The primary impact of CVE-2025-65500 is a denial of service condition caused by application crashes during DTLS handshakes. For European organizations, especially those deploying IoT devices, industrial control systems, or constrained network environments that utilize libcoap for secure communications, this vulnerability could lead to service interruptions and potential operational disruptions. While confidentiality and integrity are not directly affected, availability degradation can impact critical infrastructure, automated systems, and real-time monitoring solutions. The ease of remote exploitation without authentication increases the risk of widespread DoS attacks if exposed to untrusted networks. Organizations relying on libcoap-based DTLS implementations in sectors such as manufacturing, energy, healthcare, and smart city infrastructure may face increased operational risks.

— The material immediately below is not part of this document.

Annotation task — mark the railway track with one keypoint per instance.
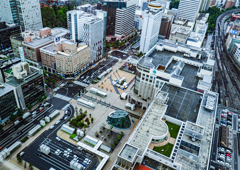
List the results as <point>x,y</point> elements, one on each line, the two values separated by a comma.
<point>226,77</point>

The absence of known exploits currently reduces immediate threat but does not eliminate the risk of future exploitation once the vulnerability becomes publicly known.

1. Monitor network traffic for abnormal DTLS handshake failures or repeated connection resets that may indicate exploitation attempts. 2. Implement network segmentation and firewall rules to restrict access to devices running libcoap DTLS services from untrusted or external networks. 3. Deploy intrusion detection/prevention systems (IDS/IPS) with signatures or anomaly detection tuned to DTLS handshake anomalies. 4. Once available, promptly apply official patches or updates from the libcoap project or affected vendors addressing this vulnerability. 5. For critical systems, consider temporary mitigations such as disabling DTLS if feasible or using alternative secure communication protocols until patches are applied. 6. Conduct security assessments and penetration testing focused on DTLS implementations to identify and remediate similar weaknesses. 7. Maintain an inventory of devices and software versions using libcoap to prioritize patching and risk management efforts. 8. Educate network and security teams about this vulnerability to improve detection and response capabilities.